China’s economic growth reached 6.9 percent in 2015. Amid downward pressure, some are pessimistic about China’s economic future, but many people still have confidence in the world’s second-largest economy as many British economists and investors believe that China will continue to be the main driver of the world’s economy.
According to their point of view, China’s growth rate last year met expectations. In addition, as the Chinese government is making efforts to transform the country’s economic structure, supply-side reform will help drive its economy.
Jan Dehn from Ashmore Group said that with a monthly $60 billion trade surplus and $3.3 trillion in foreign exchange reserves, China’s economic fundamentals are not gloomy at all.
China remains to be the main player to drive the global economy. The China-Britain Business Council (CBBC) said China’s GDP growth was equivalent to Saudi Arabia or Switzerland’s GDP, making a contribution of more than $700 billion production value to the global economy.
Rain Newton-Smith, director for economics at the Confederation of British Industry, said that China’s family income and online retail sales increased 7 percent and 33 percent, respectively, which is a huge opportunity for any economy.
The reason for their optimism over China’s economy lies in the country’s economic structural reform.
A report by BNP Paribas United Kingdom shows the pessimism of Chinese economic development is based on decreased investment caused by China’s economic structural reform and unexpected lowered export growth due to a weak global economy.
But, the bank’s report said, the transition to a service-driven economy is accelerating as the production value of China’s service industry rose from 7.8 percent in 2014 to 8.3 percent in 2015 and the proportion of service industry in GDP increased to 50.5 percent.

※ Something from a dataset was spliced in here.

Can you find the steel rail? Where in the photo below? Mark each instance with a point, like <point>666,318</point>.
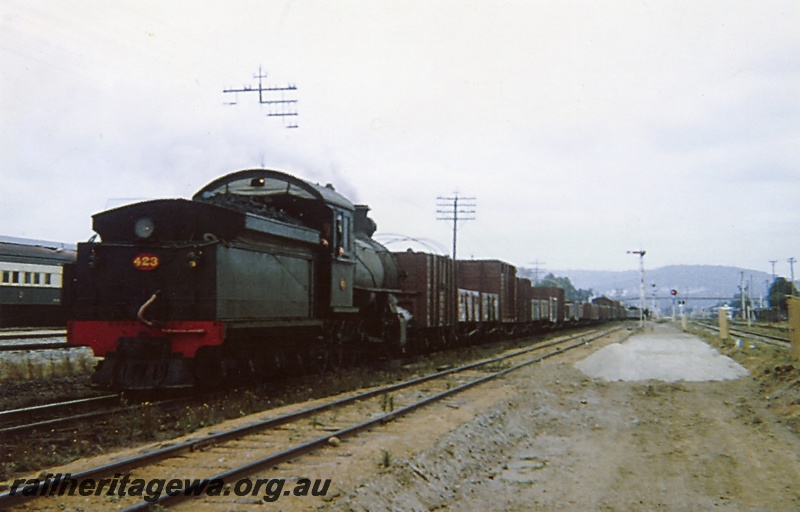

CBBC also said last year’s economic data indicated that China is transforming from an investment and export-driven economy to one that is promoted by service industry and consumption.
As for supply-side reform, according to BNP Paribas United Kingdom, the move will inject forces into China’s economic development as the reform focuses on reducing overproduction, leveraging, and taxation.
It predicts that the financial service industry will be a leader in the service industry in 2016.
Furthermore, the lowered GDP growth rate of China does not mean decreased business opportunities, instead, as CBBC noted, Chinese economic transition will create more new business opportunities, especially in education, medical service, finance and professional services, advanced engineering, and retail.
Stephen Phillips, chief executive of CBBC, said that China is pursuing sustainable and higher economic development by improving its industrial production rate, intelligent production and energy efficiency.
These are the fields that British enterprises specialize in and the key areas in which they expect to cooperate with China, he said.